Hurricanes and tropical storms in Texas are expected to become more powerful. According to NOAA, "The global proportion of tropical cyclones that reach very intense (Category 4 and 5) levels is projected to increase due to anthropogenic (human-induced) warming over the 21st century."
It's worth noting that global warming is causing hurricanes to stall over land more frequently. A real-life example of this happening is Hurricane Harvey. Back in 2017, it made landfall in Texas as a category four hurricane, per NASA. As you'll probably remember, it stalled over Texas for several days, causing catastrophic flooding throughout the region.
Here's an article published by the BBC that explains how climate change will cause hurricanes to stall over land more frequently:
"North Atlantic hurricanes are retaining far more of their strength when they hit land because of global warming, say scientists. Previously, experts believed these storms died down quickly once they made landfall. But over the past 50 years, the time it takes for hurricanes to dissipate on the coast has almost doubled. Researchers say that climate change gives the storms more energy, which continues to power them over land. The scientists involved say that this will likely make hurricanes more damaging further inland in years to come."
Since Hurricanes and Tropical Storms are projected to become more powerful over the next few years, Texas residents should prepare by following guidelines from the CDC (and other government agencies).
The CDC recommends implementing the following advice to ensure you're prepared for a hurricane or tropical storm:
- Make a plan: Create a family disaster plan.
- Protect older adults: Understand older adult health and medical concerns.
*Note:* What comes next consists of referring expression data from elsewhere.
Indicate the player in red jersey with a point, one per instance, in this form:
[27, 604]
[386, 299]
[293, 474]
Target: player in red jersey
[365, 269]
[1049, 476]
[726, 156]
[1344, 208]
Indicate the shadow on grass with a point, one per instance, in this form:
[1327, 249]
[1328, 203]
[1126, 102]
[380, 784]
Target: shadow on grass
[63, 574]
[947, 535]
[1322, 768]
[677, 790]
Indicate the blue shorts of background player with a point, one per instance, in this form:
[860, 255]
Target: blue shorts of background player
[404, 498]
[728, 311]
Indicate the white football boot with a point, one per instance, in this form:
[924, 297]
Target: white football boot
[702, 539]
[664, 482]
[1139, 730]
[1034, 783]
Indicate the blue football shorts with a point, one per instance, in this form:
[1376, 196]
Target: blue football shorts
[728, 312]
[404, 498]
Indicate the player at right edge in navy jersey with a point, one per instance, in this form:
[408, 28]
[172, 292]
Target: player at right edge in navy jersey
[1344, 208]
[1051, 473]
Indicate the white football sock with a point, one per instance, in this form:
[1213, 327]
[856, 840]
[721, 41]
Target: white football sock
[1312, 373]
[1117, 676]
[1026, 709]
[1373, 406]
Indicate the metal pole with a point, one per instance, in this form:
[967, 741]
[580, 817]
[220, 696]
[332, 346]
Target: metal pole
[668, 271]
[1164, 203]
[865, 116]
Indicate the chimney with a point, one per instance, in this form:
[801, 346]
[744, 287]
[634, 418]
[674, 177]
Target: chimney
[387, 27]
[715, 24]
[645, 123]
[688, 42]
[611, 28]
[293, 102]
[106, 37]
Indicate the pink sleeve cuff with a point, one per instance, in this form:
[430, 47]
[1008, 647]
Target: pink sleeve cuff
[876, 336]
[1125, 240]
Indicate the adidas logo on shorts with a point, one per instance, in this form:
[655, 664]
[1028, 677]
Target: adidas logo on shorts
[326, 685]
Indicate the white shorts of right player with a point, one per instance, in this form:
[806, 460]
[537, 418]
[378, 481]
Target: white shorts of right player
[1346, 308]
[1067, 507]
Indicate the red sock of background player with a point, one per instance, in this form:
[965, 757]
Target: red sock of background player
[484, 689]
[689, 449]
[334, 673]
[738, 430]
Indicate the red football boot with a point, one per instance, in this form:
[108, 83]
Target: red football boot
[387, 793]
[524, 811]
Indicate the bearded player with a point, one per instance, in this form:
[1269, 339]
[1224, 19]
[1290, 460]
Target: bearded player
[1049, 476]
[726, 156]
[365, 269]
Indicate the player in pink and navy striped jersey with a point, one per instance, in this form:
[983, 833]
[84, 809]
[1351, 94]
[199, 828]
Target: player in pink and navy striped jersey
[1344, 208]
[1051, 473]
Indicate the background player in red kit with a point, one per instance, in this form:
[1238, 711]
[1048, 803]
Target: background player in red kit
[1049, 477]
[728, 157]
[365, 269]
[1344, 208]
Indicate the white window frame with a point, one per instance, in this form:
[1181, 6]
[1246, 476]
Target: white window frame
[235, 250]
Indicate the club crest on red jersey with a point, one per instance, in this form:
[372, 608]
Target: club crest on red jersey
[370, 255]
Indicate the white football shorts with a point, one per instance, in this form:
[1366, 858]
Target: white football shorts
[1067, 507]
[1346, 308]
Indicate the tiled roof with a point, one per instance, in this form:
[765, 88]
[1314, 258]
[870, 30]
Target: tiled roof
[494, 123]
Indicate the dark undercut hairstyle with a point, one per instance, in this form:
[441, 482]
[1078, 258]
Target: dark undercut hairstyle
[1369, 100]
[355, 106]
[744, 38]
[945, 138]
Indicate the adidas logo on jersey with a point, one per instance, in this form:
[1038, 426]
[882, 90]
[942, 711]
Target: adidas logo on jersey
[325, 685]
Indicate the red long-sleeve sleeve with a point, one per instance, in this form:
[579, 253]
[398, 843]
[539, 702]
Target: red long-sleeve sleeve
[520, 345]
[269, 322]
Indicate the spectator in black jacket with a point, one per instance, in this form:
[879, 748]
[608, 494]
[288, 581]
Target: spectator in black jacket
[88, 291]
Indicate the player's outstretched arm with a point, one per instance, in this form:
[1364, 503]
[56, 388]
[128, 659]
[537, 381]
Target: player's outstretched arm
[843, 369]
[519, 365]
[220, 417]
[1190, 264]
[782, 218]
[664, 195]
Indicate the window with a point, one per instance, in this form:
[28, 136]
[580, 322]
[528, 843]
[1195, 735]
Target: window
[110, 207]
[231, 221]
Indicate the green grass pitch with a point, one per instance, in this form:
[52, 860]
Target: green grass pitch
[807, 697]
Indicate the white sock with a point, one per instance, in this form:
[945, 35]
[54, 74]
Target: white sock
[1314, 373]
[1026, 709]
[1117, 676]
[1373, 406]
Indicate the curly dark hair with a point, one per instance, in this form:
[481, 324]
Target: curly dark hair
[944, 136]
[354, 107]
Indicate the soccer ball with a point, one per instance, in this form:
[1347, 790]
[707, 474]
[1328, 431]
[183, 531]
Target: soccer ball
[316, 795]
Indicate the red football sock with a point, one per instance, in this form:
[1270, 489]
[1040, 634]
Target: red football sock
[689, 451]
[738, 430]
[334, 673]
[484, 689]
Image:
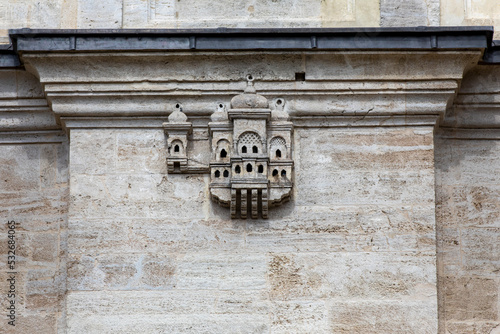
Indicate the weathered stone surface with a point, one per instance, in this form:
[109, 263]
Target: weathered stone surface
[410, 13]
[33, 192]
[468, 231]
- Protect your pets: Ensure your pet's safety before, during, and after a hurricane.
- Get a vaccine as soon as you can. Vaccines help protect you from getting sick or severely ill and may also help protect people around you.
- Prepare to Evacuate: Never ignore an evacuation order. Pay attention to local guidance about updated plans for evacuations and shelters, including shelters for your pets.
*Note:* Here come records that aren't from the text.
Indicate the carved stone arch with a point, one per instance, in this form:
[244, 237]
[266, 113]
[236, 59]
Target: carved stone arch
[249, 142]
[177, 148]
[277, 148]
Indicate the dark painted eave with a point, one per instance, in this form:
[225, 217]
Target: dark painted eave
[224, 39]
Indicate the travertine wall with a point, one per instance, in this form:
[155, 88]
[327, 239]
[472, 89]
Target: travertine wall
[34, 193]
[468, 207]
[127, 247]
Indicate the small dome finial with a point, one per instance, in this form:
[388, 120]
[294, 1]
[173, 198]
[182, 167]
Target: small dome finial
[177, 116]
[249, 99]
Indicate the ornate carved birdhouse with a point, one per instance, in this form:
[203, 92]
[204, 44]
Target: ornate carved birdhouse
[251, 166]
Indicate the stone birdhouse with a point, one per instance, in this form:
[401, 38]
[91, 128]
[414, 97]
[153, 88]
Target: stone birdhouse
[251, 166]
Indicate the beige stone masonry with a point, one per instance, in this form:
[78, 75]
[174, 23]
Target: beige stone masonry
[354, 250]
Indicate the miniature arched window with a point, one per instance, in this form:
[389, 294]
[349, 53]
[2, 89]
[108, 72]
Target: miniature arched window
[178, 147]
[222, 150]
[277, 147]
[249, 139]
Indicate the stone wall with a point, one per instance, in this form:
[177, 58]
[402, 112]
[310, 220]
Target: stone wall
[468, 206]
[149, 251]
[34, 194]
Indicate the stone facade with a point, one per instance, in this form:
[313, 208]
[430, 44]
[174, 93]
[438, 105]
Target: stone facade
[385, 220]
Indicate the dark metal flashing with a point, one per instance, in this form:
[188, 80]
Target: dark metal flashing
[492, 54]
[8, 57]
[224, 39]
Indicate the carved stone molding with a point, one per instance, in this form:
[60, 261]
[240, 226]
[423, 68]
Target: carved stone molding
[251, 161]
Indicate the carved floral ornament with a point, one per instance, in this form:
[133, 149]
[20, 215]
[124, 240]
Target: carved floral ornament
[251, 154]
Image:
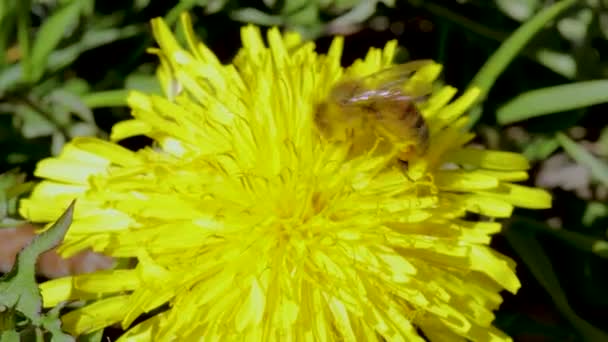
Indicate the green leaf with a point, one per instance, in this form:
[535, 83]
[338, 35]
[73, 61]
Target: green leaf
[540, 148]
[552, 100]
[559, 62]
[110, 98]
[598, 168]
[498, 62]
[18, 288]
[95, 336]
[255, 16]
[49, 35]
[522, 239]
[23, 32]
[519, 10]
[58, 59]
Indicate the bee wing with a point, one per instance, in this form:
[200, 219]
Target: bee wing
[394, 77]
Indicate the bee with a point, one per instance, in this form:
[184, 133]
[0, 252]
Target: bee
[361, 110]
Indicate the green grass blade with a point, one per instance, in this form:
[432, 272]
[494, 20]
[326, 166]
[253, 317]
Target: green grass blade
[598, 168]
[523, 240]
[109, 98]
[552, 100]
[498, 62]
[49, 35]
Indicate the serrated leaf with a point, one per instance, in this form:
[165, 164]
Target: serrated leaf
[553, 100]
[523, 240]
[18, 288]
[598, 168]
[49, 35]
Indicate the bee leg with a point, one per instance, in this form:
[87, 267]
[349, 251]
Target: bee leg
[404, 167]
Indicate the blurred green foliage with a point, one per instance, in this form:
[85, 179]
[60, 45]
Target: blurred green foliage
[67, 65]
[21, 317]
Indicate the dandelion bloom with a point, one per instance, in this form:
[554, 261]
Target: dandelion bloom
[248, 226]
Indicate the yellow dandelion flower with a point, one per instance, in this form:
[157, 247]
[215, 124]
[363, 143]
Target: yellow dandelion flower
[247, 225]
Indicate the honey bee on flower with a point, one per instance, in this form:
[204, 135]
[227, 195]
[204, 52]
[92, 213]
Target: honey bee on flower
[377, 105]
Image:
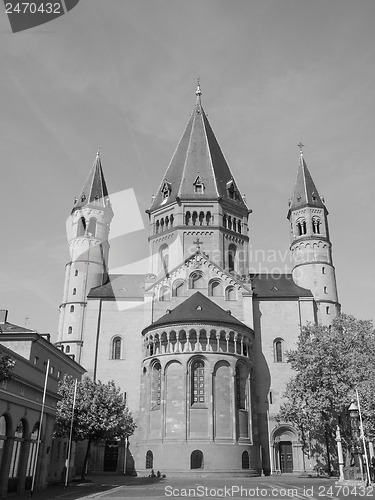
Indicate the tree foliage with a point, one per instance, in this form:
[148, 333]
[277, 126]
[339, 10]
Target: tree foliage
[330, 364]
[6, 366]
[100, 412]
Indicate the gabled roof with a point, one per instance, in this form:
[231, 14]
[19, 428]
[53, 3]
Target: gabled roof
[305, 192]
[277, 286]
[198, 155]
[95, 189]
[197, 309]
[120, 286]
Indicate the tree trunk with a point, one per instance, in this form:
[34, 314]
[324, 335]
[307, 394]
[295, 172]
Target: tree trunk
[328, 455]
[83, 473]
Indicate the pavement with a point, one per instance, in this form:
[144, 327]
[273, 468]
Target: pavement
[137, 488]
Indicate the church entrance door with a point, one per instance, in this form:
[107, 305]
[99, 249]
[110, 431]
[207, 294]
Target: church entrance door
[286, 456]
[110, 456]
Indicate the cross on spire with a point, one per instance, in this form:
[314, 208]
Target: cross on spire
[198, 92]
[300, 146]
[198, 243]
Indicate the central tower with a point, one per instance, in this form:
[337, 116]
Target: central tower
[198, 205]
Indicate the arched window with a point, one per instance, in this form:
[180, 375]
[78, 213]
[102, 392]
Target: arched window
[241, 387]
[232, 250]
[196, 280]
[81, 227]
[164, 258]
[179, 288]
[230, 293]
[31, 460]
[91, 230]
[156, 386]
[149, 460]
[17, 443]
[165, 293]
[196, 460]
[215, 288]
[301, 227]
[3, 436]
[316, 225]
[245, 460]
[116, 348]
[278, 350]
[197, 382]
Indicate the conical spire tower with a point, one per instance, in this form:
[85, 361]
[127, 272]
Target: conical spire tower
[198, 189]
[88, 230]
[311, 248]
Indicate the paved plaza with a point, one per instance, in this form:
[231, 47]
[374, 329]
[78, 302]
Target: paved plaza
[275, 487]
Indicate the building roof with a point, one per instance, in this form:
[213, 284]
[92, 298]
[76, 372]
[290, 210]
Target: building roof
[197, 309]
[277, 286]
[95, 189]
[198, 159]
[305, 192]
[120, 286]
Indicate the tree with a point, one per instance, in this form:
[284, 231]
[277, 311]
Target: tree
[6, 365]
[330, 364]
[100, 413]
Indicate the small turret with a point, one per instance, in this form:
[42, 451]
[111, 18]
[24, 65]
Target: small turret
[87, 229]
[311, 248]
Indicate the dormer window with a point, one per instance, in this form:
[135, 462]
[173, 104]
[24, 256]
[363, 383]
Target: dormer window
[198, 185]
[166, 189]
[232, 190]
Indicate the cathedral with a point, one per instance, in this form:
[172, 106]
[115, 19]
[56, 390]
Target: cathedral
[197, 343]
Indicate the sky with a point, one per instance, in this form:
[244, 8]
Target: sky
[121, 74]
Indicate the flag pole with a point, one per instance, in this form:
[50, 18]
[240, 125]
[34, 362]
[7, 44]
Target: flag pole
[363, 440]
[67, 462]
[40, 430]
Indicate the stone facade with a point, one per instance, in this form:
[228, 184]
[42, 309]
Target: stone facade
[197, 343]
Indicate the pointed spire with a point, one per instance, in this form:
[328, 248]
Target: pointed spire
[198, 92]
[305, 192]
[198, 169]
[95, 189]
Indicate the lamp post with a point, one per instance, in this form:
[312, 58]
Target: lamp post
[340, 454]
[354, 421]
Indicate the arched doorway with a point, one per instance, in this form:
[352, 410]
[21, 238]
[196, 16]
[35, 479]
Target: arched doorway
[283, 458]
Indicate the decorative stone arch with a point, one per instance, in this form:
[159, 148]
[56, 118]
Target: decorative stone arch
[215, 288]
[179, 288]
[196, 280]
[91, 228]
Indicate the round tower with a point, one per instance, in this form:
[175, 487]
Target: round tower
[87, 231]
[311, 248]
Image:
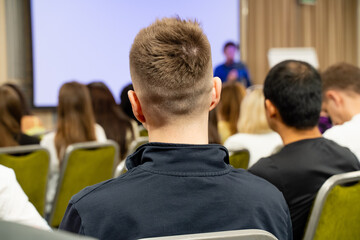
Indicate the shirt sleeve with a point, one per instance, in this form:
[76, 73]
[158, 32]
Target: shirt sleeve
[71, 221]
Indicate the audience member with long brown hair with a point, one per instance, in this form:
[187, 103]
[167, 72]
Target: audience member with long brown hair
[11, 113]
[75, 123]
[228, 109]
[116, 124]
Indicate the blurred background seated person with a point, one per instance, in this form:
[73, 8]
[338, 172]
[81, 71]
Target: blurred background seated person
[14, 204]
[231, 71]
[292, 91]
[228, 109]
[341, 101]
[75, 123]
[30, 124]
[254, 134]
[11, 113]
[116, 124]
[125, 107]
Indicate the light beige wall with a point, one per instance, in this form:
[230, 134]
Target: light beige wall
[15, 52]
[330, 26]
[358, 28]
[3, 56]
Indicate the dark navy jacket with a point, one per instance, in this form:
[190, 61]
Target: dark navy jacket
[173, 189]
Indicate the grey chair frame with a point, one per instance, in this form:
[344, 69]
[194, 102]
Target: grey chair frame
[29, 149]
[12, 230]
[132, 148]
[71, 148]
[248, 234]
[321, 197]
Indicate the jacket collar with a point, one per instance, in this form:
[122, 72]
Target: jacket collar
[180, 159]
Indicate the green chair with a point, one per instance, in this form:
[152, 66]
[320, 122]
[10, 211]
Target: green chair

- When you check on neighbors and friends, be sure to follow social distancing recommendations (staying at least 6 feet from others) and other CDC recommendations to protect yourself and others.
- Get emergency supplies: Stock your home and your car with supplies. Give yourself more time than usual to prepare your emergency food, water, and medical supplies. Home delivery is the safest choice for buying disaster supplies; however, that may not be an option for everyone. If in-person shopping is your only choice, take steps to protect your and others' health when running essential errands.